[Dovecot] some questions on dovecot or rather a mail system setup

Stan Hoeppner stan at hardwarefreak.com
Tue Oct 9 10:57:43 EEST 2012


On 10/8/2012 4:37 PM, Christoph Anton Mitterer wrote:

The proper way to accomplish your goals, or at least the big ones.

> - I generally want to have _all_ mail (which is not sorted out because
> of being spam) to be archived at the local server.

http://www.postfix.org/postconf.5.html#always_bcc

> - But(!) I want to selectively keep (in addition) mail at the internet
> server.
> For example I may want to select the folder that contains all mail form
> some friend to be kept online completely.

See above.

> But I may want to decide that mailinglists keep only the last 10 days
> and/or 1000 messages of mail.

http://wiki2.dovecot.org/Plugins/Expire

Does age based deletion, but not folder message count based.  You must
use your MUA, TBird, for the latter.  It's far easier to configure this
in TBird than in Dovecot config files.  You seem like the type who wants
flexibility so you can change things often, so use TBird to be happy here.

> - The idea is, that the local server regularly (when it is
> online/running) catches new mail from the internet server... and stores
> it in the archive.

This is not an option.  The system must be up and connected to the
internet 24x7x365.  It must have an MX record associated and a valid
domain, or a VPN tunnel and entries in both systems hosts files, along
with a Postfix transport table, and other tweaks.

http://www.postfix.org/transport.5.html

If you refuse to run this "local server" 24x7x365 then you will have to
use a fetchmail based solution, which will not work well, and whose
configuration will prompt you to kill yourself.  I cannot help you with
any of that.

> - So apart from new mail that has not yet been read, that local archive
> contains always all mails that are also on the internet server... the
> later may contain (for specific directories) the same, or just parts of.
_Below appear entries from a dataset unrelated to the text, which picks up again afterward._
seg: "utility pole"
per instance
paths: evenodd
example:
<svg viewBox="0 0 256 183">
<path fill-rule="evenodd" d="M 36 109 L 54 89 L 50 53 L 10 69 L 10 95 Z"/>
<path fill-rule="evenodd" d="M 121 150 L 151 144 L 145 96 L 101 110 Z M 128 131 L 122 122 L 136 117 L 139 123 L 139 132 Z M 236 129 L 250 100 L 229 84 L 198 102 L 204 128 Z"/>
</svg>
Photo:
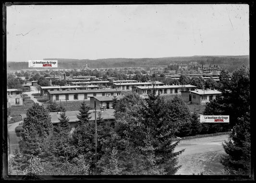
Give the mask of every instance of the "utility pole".
<svg viewBox="0 0 256 183">
<path fill-rule="evenodd" d="M 96 101 L 94 98 L 94 110 L 95 112 L 95 174 L 97 174 L 97 118 L 96 118 Z"/>
</svg>

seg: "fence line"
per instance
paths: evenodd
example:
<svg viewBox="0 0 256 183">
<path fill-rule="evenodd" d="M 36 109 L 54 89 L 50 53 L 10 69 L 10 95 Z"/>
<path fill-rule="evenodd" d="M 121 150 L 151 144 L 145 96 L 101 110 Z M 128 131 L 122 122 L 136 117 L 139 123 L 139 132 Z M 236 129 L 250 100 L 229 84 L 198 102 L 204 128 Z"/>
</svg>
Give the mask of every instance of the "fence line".
<svg viewBox="0 0 256 183">
<path fill-rule="evenodd" d="M 201 138 L 203 137 L 213 137 L 213 136 L 218 136 L 219 135 L 224 135 L 229 134 L 231 133 L 231 131 L 228 131 L 226 132 L 220 132 L 220 133 L 211 133 L 210 134 L 205 134 L 205 135 L 197 135 L 195 136 L 190 136 L 190 137 L 182 137 L 181 140 L 185 140 L 186 139 L 198 139 Z"/>
</svg>

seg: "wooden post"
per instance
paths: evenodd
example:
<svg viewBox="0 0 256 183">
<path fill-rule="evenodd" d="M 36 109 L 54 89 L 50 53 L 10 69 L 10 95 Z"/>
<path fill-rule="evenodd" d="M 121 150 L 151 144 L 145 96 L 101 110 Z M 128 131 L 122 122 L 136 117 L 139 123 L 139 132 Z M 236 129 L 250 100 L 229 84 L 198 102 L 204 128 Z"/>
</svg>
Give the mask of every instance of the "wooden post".
<svg viewBox="0 0 256 183">
<path fill-rule="evenodd" d="M 94 98 L 94 110 L 95 111 L 95 174 L 97 174 L 97 119 L 96 118 L 96 101 Z"/>
</svg>

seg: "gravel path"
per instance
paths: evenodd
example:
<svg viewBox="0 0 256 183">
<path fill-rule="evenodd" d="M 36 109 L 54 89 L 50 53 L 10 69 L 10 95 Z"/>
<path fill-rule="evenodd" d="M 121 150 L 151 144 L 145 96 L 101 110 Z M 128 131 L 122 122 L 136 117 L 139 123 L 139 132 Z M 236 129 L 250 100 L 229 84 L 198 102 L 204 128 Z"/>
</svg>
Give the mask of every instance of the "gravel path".
<svg viewBox="0 0 256 183">
<path fill-rule="evenodd" d="M 38 93 L 38 91 L 37 89 L 36 86 L 30 86 L 30 88 L 31 89 L 31 91 L 30 92 L 24 92 L 23 93 L 24 94 L 27 94 L 28 95 L 28 97 L 30 97 L 30 99 L 34 101 L 35 103 L 38 103 L 40 105 L 42 105 L 43 104 L 43 102 L 40 102 L 37 101 L 37 98 L 35 98 L 34 97 L 34 96 L 32 95 L 33 94 L 35 93 Z"/>
<path fill-rule="evenodd" d="M 224 167 L 219 159 L 225 154 L 222 143 L 228 139 L 226 135 L 181 141 L 175 151 L 185 151 L 178 156 L 178 165 L 182 166 L 176 174 L 207 174 L 209 171 L 221 174 Z"/>
<path fill-rule="evenodd" d="M 17 137 L 15 132 L 15 129 L 22 121 L 16 122 L 8 125 L 7 128 L 8 129 L 8 159 L 11 157 L 13 156 L 15 150 L 19 146 L 19 142 L 20 140 L 20 137 Z"/>
</svg>

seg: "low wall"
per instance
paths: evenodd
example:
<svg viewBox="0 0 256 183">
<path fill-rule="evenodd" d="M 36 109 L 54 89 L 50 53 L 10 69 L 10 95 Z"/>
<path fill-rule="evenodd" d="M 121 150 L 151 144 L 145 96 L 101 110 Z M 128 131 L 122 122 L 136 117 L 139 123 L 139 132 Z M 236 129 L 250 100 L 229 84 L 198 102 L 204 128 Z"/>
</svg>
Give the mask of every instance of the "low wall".
<svg viewBox="0 0 256 183">
<path fill-rule="evenodd" d="M 193 139 L 202 138 L 203 137 L 213 137 L 213 136 L 218 136 L 219 135 L 228 135 L 228 134 L 230 134 L 231 133 L 231 131 L 228 131 L 226 132 L 211 133 L 210 134 L 197 135 L 195 136 L 184 137 L 181 138 L 181 140 L 187 140 Z"/>
</svg>

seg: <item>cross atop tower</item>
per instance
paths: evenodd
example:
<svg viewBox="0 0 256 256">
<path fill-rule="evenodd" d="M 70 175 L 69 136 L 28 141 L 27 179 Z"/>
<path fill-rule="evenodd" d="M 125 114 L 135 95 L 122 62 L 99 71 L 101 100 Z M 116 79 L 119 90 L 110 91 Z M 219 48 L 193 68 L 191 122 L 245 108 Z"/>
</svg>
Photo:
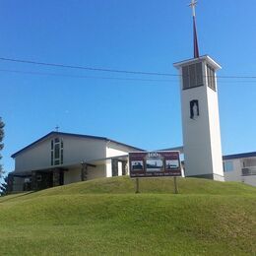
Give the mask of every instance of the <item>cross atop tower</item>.
<svg viewBox="0 0 256 256">
<path fill-rule="evenodd" d="M 194 58 L 199 58 L 199 47 L 197 41 L 197 27 L 196 27 L 196 0 L 191 0 L 189 6 L 192 8 L 193 14 L 193 34 L 194 34 Z"/>
<path fill-rule="evenodd" d="M 192 9 L 192 14 L 193 17 L 196 17 L 196 6 L 197 6 L 197 1 L 196 0 L 191 0 L 191 3 L 189 4 L 189 6 Z"/>
</svg>

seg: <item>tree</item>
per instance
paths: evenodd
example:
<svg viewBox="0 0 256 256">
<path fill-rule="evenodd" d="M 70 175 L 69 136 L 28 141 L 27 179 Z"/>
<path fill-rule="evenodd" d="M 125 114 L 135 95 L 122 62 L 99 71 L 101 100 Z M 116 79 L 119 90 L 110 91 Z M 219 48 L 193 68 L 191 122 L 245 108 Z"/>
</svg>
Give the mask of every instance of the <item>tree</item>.
<svg viewBox="0 0 256 256">
<path fill-rule="evenodd" d="M 2 117 L 0 117 L 0 152 L 3 150 L 4 148 L 4 144 L 2 143 L 4 140 L 4 127 L 5 127 L 5 123 L 2 121 Z M 0 160 L 2 159 L 2 156 L 0 154 Z M 3 166 L 0 162 L 0 178 L 3 177 L 4 174 L 4 170 L 3 170 Z"/>
</svg>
No.  Mail arriving at the colo/VPS host is immediately sent to the
always_bcc address, an address and mailbox on your home server.  You
will create a duplicate IMAP folder structure on the home server by hand
in your MUA.  Once this is completed you will write individual user
sieve scripts that sort the mail into folder just as it is sorted on the
colo/VPS server.  Basically, home server Dovecot IMAP config is
identical in structure  to colo/VPS setup, only the mailbox account
names differ.  Folder tree, folders, sieve scripts identical, retention
policy different.

> - The MUAs will then have two imap accounts, one to the internet server
> and one to the local archive,... each one being usable, depending on
> where I am.

Yep.

> 
> 
> 1) This is where my first problem arises:
> How can I implement that mail flow, especially:
> - How do I secure that all mail is read from the internet server (i.e.
> that nothing is "forgotten"?

Done:  always_bcc

> - How do I make sure that no mails are retrieved twice (or more)? A
> problem which I often had with pop, when the mail client crashed during
> sync?

Done:  always_bcc

> - Further it must be secured, that when I delete something on the
> internet server, it is NOT deleted on the local server (on the next
> mail-fetching).... this is why I don't use the word "sync".

Done:  always_bcc

> a) One stupid solution would be, that I duplicate all mail on the online
> server,... one part is for staying online, one part is for being fetched
> to the local archive.

Done:  always_bcc

And yes that is stupid.

> As soon as it was fetched... that copy gets removed (always).
> That solution would give a clean and secured separation of both?
> b) I don't think offlineimap or any other caching-like solution is the
> right thing... especially as one must always fear that such a cache may
> be accidentally wiped.
> 
> Are there better solutions than (a)?

Yes.  Already done:  always_bcc

> 2) Problem would be already a refinement of a working solution for (1)
> (but obviously not when using (1).(a) ).
> When e.g. reply to or forward a mail using the online server,... and
> that mail had already been fetched,... can I make the flag synced?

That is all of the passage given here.